There is one day, in particular, that I remember very clearly. It was a sunny day, and I remember thinking that it was the first bright day that I'd seen in months. The truth was that the greyness...the gloominess that had been covering me was finally lifted. And on that day, my son did something silly an I laughed. The sound of my own laugh startled me so much that I jumped and looked behind me to see what was making the sound! It had been a while since I had really laughed.
But I still had to make peace with the fact that I felt abandoned by God. Where was He in my time of suffering? I finally came to the realization that, simply put, everyone suffers. Even Christians. I am a precious child of God, but I am also a member of this fallen world. God doesn't promise a pain free life. I will feel pain in this lifetime, but I am not alone in my suffering. Jesus himself was sitting there with me as I lay crying on my bathroom floor. And I have hope that my suffering is not for nothing. God will bring good out of my suffering. And the truth is that I felt the Lord's presence so clearly during some of those rough times that it seemed that if I could just look quickly enough over my right shoulder, that I'd be able to see Him. His presence was that real. In a strange way, I miss those time for how close He felt.

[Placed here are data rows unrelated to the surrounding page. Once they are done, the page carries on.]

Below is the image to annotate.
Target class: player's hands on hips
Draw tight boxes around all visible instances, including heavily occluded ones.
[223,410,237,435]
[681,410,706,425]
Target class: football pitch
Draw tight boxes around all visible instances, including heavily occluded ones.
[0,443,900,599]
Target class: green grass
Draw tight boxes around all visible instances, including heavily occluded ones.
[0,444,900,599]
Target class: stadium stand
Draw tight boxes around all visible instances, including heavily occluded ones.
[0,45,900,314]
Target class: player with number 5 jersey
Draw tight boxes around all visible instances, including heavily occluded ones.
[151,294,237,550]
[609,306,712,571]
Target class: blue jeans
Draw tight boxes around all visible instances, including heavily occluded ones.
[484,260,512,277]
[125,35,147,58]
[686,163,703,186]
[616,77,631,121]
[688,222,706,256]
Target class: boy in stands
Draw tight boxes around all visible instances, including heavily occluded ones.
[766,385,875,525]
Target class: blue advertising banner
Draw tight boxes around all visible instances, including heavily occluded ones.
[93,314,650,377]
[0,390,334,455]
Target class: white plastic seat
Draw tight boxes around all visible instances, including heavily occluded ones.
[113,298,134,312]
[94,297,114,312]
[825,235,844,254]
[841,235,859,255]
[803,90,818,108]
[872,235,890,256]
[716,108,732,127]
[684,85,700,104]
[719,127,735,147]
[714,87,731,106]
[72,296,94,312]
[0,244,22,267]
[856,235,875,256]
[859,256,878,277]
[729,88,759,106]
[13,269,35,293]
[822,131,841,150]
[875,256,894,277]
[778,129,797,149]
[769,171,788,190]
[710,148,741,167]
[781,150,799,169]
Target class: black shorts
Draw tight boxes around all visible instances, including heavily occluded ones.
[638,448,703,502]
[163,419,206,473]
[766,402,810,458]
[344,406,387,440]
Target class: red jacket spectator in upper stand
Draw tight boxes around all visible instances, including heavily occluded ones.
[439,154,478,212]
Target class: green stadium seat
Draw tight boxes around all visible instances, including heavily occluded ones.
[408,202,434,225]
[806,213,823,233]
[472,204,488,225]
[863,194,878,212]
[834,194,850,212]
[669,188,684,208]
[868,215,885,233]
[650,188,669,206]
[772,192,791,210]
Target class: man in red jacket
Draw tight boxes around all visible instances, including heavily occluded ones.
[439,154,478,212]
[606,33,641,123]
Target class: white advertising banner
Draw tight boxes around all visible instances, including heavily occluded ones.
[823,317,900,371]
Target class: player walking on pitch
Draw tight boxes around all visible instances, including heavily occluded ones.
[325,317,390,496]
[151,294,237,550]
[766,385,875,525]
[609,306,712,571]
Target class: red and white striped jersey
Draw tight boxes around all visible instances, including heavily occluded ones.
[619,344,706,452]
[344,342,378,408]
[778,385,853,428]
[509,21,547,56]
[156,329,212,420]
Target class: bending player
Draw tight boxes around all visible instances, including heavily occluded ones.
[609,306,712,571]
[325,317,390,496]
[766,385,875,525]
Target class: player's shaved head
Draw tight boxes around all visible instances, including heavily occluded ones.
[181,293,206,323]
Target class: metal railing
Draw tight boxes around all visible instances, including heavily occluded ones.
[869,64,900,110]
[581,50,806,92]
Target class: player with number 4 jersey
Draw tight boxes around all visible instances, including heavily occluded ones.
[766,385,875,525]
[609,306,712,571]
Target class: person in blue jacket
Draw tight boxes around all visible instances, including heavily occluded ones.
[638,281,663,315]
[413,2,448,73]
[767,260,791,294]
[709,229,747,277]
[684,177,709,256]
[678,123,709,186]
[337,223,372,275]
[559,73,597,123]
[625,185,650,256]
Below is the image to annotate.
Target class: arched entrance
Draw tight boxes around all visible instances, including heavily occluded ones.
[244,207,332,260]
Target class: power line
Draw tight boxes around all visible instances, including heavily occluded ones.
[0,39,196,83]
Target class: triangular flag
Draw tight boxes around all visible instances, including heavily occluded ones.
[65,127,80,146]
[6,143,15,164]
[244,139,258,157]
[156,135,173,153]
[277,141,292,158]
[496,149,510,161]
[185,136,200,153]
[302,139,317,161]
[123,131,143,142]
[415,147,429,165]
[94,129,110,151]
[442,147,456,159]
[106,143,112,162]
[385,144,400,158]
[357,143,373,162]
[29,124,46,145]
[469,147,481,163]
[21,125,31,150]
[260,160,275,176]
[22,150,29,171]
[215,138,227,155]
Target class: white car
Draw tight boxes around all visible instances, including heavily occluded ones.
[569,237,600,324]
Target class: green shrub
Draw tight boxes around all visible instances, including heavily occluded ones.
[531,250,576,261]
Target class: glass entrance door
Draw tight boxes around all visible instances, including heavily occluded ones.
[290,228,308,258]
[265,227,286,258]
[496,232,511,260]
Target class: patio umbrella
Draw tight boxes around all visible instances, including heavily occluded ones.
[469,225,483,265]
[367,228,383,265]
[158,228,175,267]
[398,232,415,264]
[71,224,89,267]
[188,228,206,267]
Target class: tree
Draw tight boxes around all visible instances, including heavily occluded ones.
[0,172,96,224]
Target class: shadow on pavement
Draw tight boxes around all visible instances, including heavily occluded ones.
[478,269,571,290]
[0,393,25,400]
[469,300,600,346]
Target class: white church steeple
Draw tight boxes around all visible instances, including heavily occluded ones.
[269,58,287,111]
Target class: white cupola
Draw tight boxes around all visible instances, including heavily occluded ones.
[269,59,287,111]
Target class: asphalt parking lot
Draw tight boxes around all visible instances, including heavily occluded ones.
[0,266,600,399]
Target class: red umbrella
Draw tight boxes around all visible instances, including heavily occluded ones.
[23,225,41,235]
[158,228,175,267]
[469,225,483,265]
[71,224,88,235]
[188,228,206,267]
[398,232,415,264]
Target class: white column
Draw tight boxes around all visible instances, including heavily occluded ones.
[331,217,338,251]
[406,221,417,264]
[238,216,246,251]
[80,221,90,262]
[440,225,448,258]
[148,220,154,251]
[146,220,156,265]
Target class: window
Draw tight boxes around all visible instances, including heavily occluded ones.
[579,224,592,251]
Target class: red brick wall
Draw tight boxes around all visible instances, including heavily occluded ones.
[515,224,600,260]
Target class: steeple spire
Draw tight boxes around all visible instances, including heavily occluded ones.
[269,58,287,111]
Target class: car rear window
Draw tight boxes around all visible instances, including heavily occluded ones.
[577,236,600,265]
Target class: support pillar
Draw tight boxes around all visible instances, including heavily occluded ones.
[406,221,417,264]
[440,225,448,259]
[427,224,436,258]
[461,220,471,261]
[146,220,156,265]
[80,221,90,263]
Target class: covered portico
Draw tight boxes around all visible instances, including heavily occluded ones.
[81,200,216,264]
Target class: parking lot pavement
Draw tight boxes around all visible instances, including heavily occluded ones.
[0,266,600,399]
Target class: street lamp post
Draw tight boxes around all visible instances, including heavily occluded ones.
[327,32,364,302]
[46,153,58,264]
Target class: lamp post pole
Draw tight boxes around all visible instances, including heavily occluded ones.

I still take medication for depression. I still wish I didn't have to, but mostly I'm just thankful that the stuff is available! Maybe, after I wean my son, I'll work with my doctor to also wean myself off the meds. Maybe I won't . Maybe I'll be on them for the rest of my life, just as a diabetic has to take medication for their illness. I should say this too...I feel like ME on this medication. I don't feel numb or happy all the time. I feel like me. I still cry and get frustrated and angry...it's just not debilitating anymore.
So, that's my story. If you're reading this sentence, then I assume that you've actually read this excruciatingly loooong post! You must have read it because you can relate (in which case, I hope this was a help to you), or it's because you have someone in your life that this post reminds you of (again, I hope this helped), or it's because you must care about me (in which case...thank you!).